Preamble. A few of us started discussing about optimizing libc integer conversion routines (utoa, itoa, ltoa…) in another thread. All in all, we hijacked that thread and it became difficult to follow for everyone when it eventually moved back to the original issue (cudos to the original poster for not bitching about it!). So we've decided to keep going in this new dedicated thread…
It all started with a cycle count for ltoa(1 000 000, buff, 10): ~2350, which seemed a bit much to several of us.
Here are other typical benchmarks straight from the libc manual:
Function | Units | avr2 | avr25 | avr4 |
itoa (12345, s, 10) | Flash bytes Stack bytes MCU clocks |
110 (110) 2 879 |
102 (102) 2 875 |
102 (102) 2 875 |
ltoa (12345L, s, 10) | Flash bytes Stack bytes MCU clocks |
134 (134) 2 1597 |
126 (126) 2 1593 |
126 (126) 2 1593 |
Note that ltoa gets better results, but is here tested with a value (12345) that fits in 16 bits only.
Those results are not completely satisfactory, and lead many experienced freaks to brew their own version of these routines, which defeats their original purpose. Yet the stdlib code is most likely not to blame; rather a generic legacy interface supporting, and treating equally, all radices from 2 to 36. Whereas, in most real-world use cases, some radices (10 in particular) are immensely more common than others.

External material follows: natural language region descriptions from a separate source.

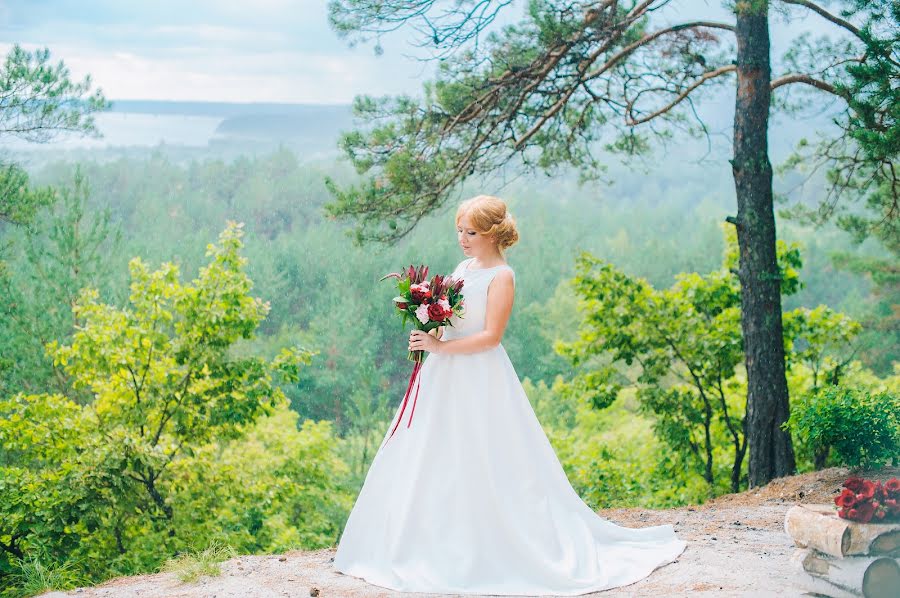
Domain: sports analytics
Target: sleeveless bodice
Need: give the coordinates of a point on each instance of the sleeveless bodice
(474, 293)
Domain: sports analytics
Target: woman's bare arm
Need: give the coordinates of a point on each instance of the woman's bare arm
(501, 293)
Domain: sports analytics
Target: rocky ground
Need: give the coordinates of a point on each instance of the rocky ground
(736, 547)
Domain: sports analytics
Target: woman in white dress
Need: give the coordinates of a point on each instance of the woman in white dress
(468, 496)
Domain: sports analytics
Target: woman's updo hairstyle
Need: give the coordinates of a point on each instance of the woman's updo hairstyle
(489, 216)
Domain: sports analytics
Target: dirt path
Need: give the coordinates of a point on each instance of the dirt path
(736, 547)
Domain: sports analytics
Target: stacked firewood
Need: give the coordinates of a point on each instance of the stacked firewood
(843, 558)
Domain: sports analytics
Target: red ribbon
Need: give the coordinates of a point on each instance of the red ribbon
(412, 378)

Hopefully, there is room in the current implementation to provide dedicated implementations to privileged radices:
extern __inline__ __ATTR_GNU_INLINE__ char *utoa (unsigned int __val, char *__s, int __radix) { if (!__builtin_constant_p (__radix)) { extern char *__utoa (unsigned int, char *, int); return __utoa (__val, __s, __radix); } else if (__radix < 2 || __radix > 36) { *__s = 0; return __s; } else { extern char *__utoa_ncheck (unsigned int, char *, unsigned char); return __utoa_ncheck (__val, __s, __radix); } }
As I understand it, the purpose of this thread is to develop some well tested optimized alternatives for such radices (starting with 10) and propose them for upstream integration. In case this eventually fails, it would be to provide de facto alternatives to whoever needs some tight and/or fast code for such features.